Gdy Tomek wrócił od rodziców z pochmurną miną, Kasia wszystko zrozumiała i nie pytała. Unikali tematu. Raz godziła się z myślą o kolejnym dziecku, to znów wyobrażała sobie z przerażeniem powrót do pieluch, nieprzespanych nocy, rozdarcia między dziećmi a obowiązkami…

Termin na aborcję się kończył, a ona wciąż nie była pewna. Pewnej nocy przyśniła jej się dziewczynka, może pięcioletnia. Biegała po domu, śpiewała, trzymając w ręku wiklinowy koszyczek, jak u Czerwonego Kapturka. „Co tam masz?” – spytała Kasia. Dziewczynka zajrzała do środka i podniosła na nią oczy pełne bólu. Kasia też zajrzała – koszyk był pusty…

Najpierw ucieszyła się, iż urodzi córeczkę. Ale co znaczył pusty koszyk? Sen wracał, nie dawał spokoju.

– No i co, podjęłaś decyzję? – spytał pewnego wieczoru mąż.

– Tak… Nie – i opowiedziała mu o śnie.

– To tylko sen. Będzie dziewczynka, twoja pomocnica.

„Jaki on wspaniały – pomyślała Kasia. – Urodzę. Z Tomkiem niczego się nie boję. Powinnam się cieszyć, iż nie namawia na aborcję, a ja wciąż się waham”. Przytuliła się do męża.

Na decyzję wpłynęła jeszcze jedna rzecz. Poszli na urodziny do przyjaciół. Dom jak marzenie, a gospodyni piękna jak z okładki „Vivy”. Szkoda tylko, iż nie mają dzieci. Gdy Mikołaj i Zosia biegali i hałasowali, Kasia chciała ich uciszyć, ale gospodyni zatrzymała ją.

– Niech się bawią. Co za szczęście, gdy w domu słychać śmiech dzieci. Gdybym mogła, urodziłabym tyle, ile Bóg dał – powiedziała ze smutkiem.

– Ale przecież są metody… – zaczęła Kasia.

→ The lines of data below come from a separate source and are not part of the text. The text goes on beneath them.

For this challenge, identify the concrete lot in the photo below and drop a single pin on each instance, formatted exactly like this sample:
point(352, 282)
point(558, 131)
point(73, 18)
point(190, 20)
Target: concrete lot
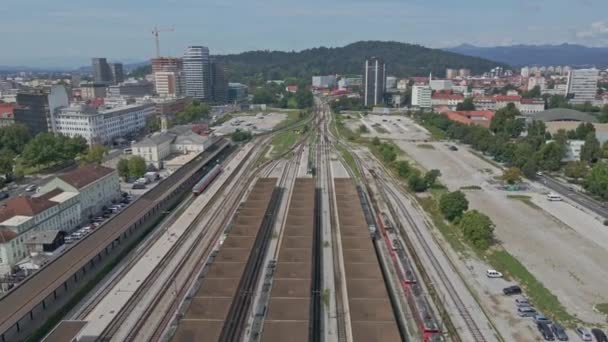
point(563, 246)
point(258, 123)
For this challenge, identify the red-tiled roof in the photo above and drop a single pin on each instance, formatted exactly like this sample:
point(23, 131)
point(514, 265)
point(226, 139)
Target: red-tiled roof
point(445, 96)
point(85, 175)
point(24, 206)
point(6, 235)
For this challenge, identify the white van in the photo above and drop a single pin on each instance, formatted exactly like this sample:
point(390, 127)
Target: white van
point(554, 197)
point(493, 274)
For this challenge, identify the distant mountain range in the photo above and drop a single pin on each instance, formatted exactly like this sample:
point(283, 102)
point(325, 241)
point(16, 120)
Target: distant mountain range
point(521, 55)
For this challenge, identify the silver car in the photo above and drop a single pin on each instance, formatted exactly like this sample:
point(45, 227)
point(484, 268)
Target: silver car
point(584, 334)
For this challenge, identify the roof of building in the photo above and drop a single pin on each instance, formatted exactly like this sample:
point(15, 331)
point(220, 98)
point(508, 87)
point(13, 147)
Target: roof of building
point(563, 114)
point(24, 206)
point(154, 140)
point(6, 234)
point(42, 237)
point(85, 175)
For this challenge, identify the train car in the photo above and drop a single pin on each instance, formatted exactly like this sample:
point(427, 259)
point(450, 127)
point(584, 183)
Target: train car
point(206, 180)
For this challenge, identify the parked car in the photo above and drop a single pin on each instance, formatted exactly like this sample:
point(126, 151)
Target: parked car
point(493, 274)
point(545, 330)
point(584, 334)
point(541, 318)
point(526, 311)
point(599, 335)
point(511, 290)
point(559, 332)
point(520, 302)
point(138, 186)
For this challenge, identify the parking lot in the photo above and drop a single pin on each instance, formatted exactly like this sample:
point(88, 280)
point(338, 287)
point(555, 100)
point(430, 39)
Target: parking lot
point(564, 247)
point(255, 123)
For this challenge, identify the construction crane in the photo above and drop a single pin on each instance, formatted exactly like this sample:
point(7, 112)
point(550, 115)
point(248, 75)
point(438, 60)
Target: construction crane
point(155, 32)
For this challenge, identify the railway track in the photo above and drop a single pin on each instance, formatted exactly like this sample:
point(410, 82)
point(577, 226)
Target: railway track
point(460, 306)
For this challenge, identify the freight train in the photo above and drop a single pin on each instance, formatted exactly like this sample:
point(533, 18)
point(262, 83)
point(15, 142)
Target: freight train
point(206, 180)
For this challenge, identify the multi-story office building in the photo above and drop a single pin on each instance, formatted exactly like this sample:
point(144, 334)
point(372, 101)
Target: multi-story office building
point(91, 91)
point(104, 125)
point(237, 92)
point(582, 84)
point(324, 82)
point(132, 88)
point(118, 75)
point(36, 109)
point(219, 83)
point(421, 96)
point(197, 73)
point(374, 81)
point(168, 76)
point(101, 71)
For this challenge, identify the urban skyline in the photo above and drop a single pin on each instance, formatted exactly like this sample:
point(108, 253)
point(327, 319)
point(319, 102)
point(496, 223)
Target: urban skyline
point(121, 33)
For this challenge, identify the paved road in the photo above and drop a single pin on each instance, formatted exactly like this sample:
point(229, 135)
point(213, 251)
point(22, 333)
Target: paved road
point(578, 197)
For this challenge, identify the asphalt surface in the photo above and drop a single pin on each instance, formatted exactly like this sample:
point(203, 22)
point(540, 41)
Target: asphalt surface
point(578, 197)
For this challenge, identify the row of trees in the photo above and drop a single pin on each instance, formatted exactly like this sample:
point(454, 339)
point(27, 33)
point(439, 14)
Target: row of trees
point(476, 227)
point(134, 167)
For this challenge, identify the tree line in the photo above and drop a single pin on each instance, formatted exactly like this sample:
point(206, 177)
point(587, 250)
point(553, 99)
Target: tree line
point(537, 150)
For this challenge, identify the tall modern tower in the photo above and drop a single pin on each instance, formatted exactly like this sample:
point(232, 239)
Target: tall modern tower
point(197, 73)
point(101, 70)
point(374, 81)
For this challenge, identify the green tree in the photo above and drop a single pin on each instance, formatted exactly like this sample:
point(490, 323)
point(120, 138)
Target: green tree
point(123, 168)
point(453, 205)
point(431, 177)
point(417, 183)
point(95, 154)
point(467, 104)
point(512, 175)
point(7, 162)
point(591, 151)
point(137, 166)
point(576, 169)
point(597, 180)
point(478, 229)
point(550, 156)
point(530, 168)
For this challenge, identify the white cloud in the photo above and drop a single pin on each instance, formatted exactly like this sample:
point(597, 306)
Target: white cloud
point(598, 29)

– Myślisz o in vitro? Próbowaliśmy – westchnęła. – Jestem gotowa na adopcję. Mąż jeszcze się waha… Gdy się zgodzi, weźmiemy dwójkęKasia spojrzała na swoje dzieci, potem na Tomka, i nagle zrozumiała, iż choćby jeżeli los czasem zadaje bolesne lekcje, to najważniejsze jest to, co już mają – siebie nawzajem.